Raj De and the Back-Door Loophole
As I already noted, NSA General Counsel lied in today’s PCLOB hearing when he said the use of Section 215 to conduct a phone dragnet had the indicia of legitimacy because Congress twice reauthorized the PATRIOT after the executive had given it full information.
We know that the 2010 freshman class — with the exception of the 7 members who served on the Judiciary or Intelligence Committees — did not have opportunity to learn the most important details about the phone dragnet before reauthorizing PATRIOT in 2011. And it appears DOJ withheld from the Judiciary and Intelligence the original phone dragnet opinion — and they clearly withheld significant FISC materials on it — until August 2010, after PATRIOT had been reauthorized the first time. I trust Ben Wittes, who wants to prevent Jim Sensenbrenner from commenting on NSA’s secrecy because he’s dishonest about his own role, applies a similar standard to Raj De.
But I was even more interested in the way De answered Center for Democracy and Technology’s Jim Dempsey’s question about the back-door loophole in which NSA searches on incidentally collected US person data (starting at 2:09:00). Dempsey asked whether NSA needed something like the Reasonably Articulable Suspicion before it searched incidental US person data. De treated the question as nonsensical, given that when you collect on a particular phone number in the criminal context you don’t need to ignore what you find.
In other words, the NSA has a lower standard for access this content than they do for accessing the metadata of our phone calls.
Curiously, though, De tried to tout the minimization of both 702 and EO 12333 collection to present this as reasonable.
By minimization, Dempsey asked, you mean you keep it.
De insisted that no, there’s minimization at each step of the process.
I get how he was trying to use this blatant dodge. I get that the NSA assumes they can take everything so long as they’re careful about how they sent it around.
But make no mistake. NSA searches on the data before it gets minimized.
Here’s how this year’s Semiannual Compliance Review, submitted by the Attorney General and Director of National Intelligence, describes this practice.
NSA’s querying of unminimized Section 702-acquired communications using United States person identifiers (page 7)
Here’s how John Bates referred to the practice, based on a submission the NSA had made itself (though before De was writing the documents), in his October 3, 2011 opinion.
The government has broadened Section 3(b)(5) to allow NSA to query the vast majority of its Section 702 collection using United States-Person identifiers, subject to approval pursuant to internal NSA procedures and oversight by the Department of Justice. Like all other NSA queries of the Section 702 collection, queries using United States-person identifiers would be limited to those reasonably likely to yield foreign intelligence information. (page 22-23)

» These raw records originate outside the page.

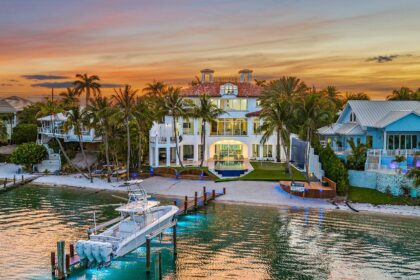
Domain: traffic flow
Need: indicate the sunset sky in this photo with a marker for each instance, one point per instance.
(371, 46)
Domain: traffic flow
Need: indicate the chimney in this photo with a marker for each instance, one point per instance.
(245, 75)
(207, 75)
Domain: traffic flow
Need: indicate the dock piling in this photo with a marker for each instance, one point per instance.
(204, 195)
(61, 259)
(147, 255)
(53, 263)
(174, 238)
(67, 264)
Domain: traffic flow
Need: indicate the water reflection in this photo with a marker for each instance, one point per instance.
(220, 242)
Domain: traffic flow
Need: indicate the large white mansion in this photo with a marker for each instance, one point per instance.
(234, 138)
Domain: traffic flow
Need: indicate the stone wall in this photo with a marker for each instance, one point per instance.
(383, 182)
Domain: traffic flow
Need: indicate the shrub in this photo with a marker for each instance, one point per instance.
(334, 169)
(24, 133)
(28, 154)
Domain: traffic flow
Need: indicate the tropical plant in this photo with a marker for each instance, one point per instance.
(100, 112)
(77, 122)
(404, 93)
(88, 85)
(29, 154)
(208, 112)
(356, 96)
(125, 99)
(143, 119)
(357, 158)
(156, 88)
(174, 105)
(24, 132)
(69, 98)
(312, 112)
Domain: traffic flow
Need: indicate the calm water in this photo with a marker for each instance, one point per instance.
(221, 242)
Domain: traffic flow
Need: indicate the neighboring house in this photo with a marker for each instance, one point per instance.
(387, 128)
(9, 107)
(52, 126)
(231, 141)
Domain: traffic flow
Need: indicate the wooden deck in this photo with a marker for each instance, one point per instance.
(312, 189)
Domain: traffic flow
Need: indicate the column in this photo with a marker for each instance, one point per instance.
(168, 155)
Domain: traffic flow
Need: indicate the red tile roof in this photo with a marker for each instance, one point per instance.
(213, 89)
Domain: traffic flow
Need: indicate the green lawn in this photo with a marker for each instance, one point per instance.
(268, 171)
(377, 198)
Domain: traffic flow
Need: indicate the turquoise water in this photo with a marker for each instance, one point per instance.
(220, 242)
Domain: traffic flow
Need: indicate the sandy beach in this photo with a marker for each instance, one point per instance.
(244, 192)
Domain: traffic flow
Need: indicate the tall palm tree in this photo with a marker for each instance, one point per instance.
(125, 100)
(403, 93)
(155, 88)
(277, 118)
(174, 105)
(143, 119)
(77, 121)
(88, 85)
(356, 96)
(334, 95)
(100, 113)
(69, 98)
(52, 108)
(208, 112)
(313, 112)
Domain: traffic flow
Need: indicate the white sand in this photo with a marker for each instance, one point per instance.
(248, 192)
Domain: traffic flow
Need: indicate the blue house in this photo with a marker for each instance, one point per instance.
(387, 128)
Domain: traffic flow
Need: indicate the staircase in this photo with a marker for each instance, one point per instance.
(52, 164)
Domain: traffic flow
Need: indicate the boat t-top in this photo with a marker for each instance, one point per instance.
(139, 218)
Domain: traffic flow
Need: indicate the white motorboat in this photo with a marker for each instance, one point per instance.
(139, 218)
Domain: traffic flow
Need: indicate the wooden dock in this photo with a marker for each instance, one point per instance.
(10, 183)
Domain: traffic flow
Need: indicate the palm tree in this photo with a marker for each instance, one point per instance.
(156, 88)
(100, 113)
(174, 105)
(313, 112)
(334, 95)
(69, 98)
(125, 99)
(403, 93)
(356, 96)
(76, 121)
(52, 108)
(208, 112)
(143, 119)
(277, 118)
(87, 84)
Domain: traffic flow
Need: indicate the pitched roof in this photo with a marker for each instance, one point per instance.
(341, 129)
(213, 89)
(381, 113)
(5, 107)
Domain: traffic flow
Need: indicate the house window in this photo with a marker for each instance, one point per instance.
(255, 150)
(256, 125)
(369, 141)
(352, 117)
(188, 127)
(267, 151)
(188, 152)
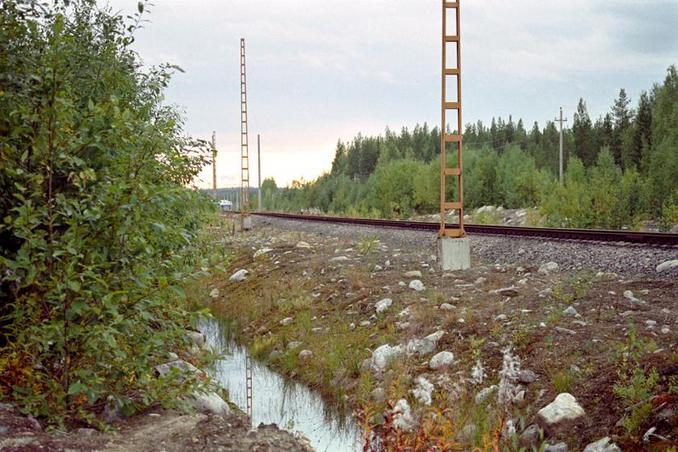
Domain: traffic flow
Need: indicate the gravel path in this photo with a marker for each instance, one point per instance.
(623, 259)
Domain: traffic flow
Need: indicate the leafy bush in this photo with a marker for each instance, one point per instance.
(98, 228)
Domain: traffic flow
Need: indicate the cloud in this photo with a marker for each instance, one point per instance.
(320, 71)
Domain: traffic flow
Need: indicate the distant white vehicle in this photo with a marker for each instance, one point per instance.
(225, 205)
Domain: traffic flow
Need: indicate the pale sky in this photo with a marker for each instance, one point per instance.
(319, 71)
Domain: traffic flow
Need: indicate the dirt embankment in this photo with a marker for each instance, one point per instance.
(489, 347)
(156, 430)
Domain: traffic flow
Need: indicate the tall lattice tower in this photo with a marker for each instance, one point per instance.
(455, 250)
(244, 151)
(451, 103)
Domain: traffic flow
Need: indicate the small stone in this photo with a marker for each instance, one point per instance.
(507, 291)
(262, 251)
(548, 268)
(402, 416)
(558, 447)
(527, 376)
(294, 344)
(530, 436)
(423, 390)
(209, 402)
(563, 409)
(484, 393)
(417, 285)
(239, 276)
(571, 311)
(383, 305)
(602, 445)
(305, 354)
(468, 433)
(441, 360)
(667, 265)
(378, 395)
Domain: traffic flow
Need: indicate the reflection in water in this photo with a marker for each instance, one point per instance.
(275, 400)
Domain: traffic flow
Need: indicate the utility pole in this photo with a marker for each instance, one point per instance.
(259, 170)
(214, 165)
(561, 121)
(245, 220)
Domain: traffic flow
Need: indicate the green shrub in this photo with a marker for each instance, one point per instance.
(98, 229)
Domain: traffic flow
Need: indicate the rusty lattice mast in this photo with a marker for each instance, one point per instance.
(244, 151)
(453, 137)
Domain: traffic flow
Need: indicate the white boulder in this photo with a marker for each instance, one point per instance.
(417, 285)
(667, 265)
(383, 305)
(563, 409)
(239, 276)
(383, 355)
(548, 268)
(441, 360)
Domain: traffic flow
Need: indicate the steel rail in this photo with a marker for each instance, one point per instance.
(594, 235)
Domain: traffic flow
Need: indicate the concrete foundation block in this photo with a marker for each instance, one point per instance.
(247, 223)
(454, 254)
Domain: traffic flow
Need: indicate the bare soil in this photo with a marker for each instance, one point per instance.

Bates justifies this practice by pointing to another agency’s (almost certainly FBI) use of the practice, which he describes as,
an analogous provision allowing queries of unminimized FISA-acquired information using identifiers — including United States-person identifiers — when such queries are designed to yield foreign intelligence information.
The NSA has restrictions about circumstances in which they can share this data (which arguably will be expanded under Dianne Feinstein’s FakeFISAFix). But they allow the NSA to share this data if it is “foreign intelligence,” evidence of a crime, and evidence of a threat to life-which-to-NSA-means-property.
They can sweep up entire countries worth of Internet traffic. They can sweep up entire mailboxes overseas. And then go in, without a warrant, and “discover” evidence of crime.